Is your team busy or productive
You can't have both?
Hey this one is long SORRY? If you have 15min to read it I hope you take the time but if not, save it for later when you’re in a meeting you’re not really invested in and see if it helps.
Is Your Team Busy or Productive?
I’m at my in-laws’ place in <redacted> North America, it’s 2am because my body still thinks it’s tomorrow afternoon in Sydney, my ankle has been recovering from a trimalleolar fracture/break and full dislocation for a month now, I’m laying on the floor watching my baby sleep next to me and I’m doing what any reasonable person does when jet-lagged taking care of their baby and unable to sleep: syncing files to my NAS on the other side of the planet.
Look, I had a reason. There were photos. The kid did something cute and the grandparents wanted copies and somehow this turned into “I should just pull down those files I’ve been meaning to organise” which turned into me staring at transfer speeds at 2am while everyone else sleeps.

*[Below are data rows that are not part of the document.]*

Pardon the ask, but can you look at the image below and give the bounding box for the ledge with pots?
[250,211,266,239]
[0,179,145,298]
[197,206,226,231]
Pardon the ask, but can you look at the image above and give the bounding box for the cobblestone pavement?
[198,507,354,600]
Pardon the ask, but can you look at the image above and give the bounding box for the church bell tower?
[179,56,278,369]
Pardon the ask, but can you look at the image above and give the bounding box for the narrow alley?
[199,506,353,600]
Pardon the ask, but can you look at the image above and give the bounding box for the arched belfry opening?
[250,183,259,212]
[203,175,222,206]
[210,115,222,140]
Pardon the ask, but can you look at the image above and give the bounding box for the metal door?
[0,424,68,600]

The connection was surprisingly good. I’d expected the usual transpacific misery, with LEAST DOLLAR cost routing instead of least path cost, but somewhere between my in-laws’ surprisingly decent internet and whatever routing magic was happening across the Pacific, I was getting respectable bandwidth that could saturate my shitty NBN link back home; iperf3 even confirmed!
And yet.
The transfer was crawling.
So I did what any normal person would do: I SSH’d into my home lab from my father-in-law’s guest room and started investigating where my bottleneck actually was.
The Problem With Asking “Am I Max’d Out?”
The first thing I checked was network. Was I actually saturating the link? no. Not even close. The bandwidth was there. The route was clean. The packets were flowing. Send that switch some packets, Switches love packets
Then I remembered.
Right before we left for this trip, I’d replaced a drive in the NAS. One of the eight drives had started throwing SMART warnings, the kind that say “I’m not dead yet but I’m thinking about it” and I swapped it out the night before we flew. After an emergency trip to Centrecom. Responsible typical sysadmin behaviour.
Future Will would thank me. Present Will is LIVID.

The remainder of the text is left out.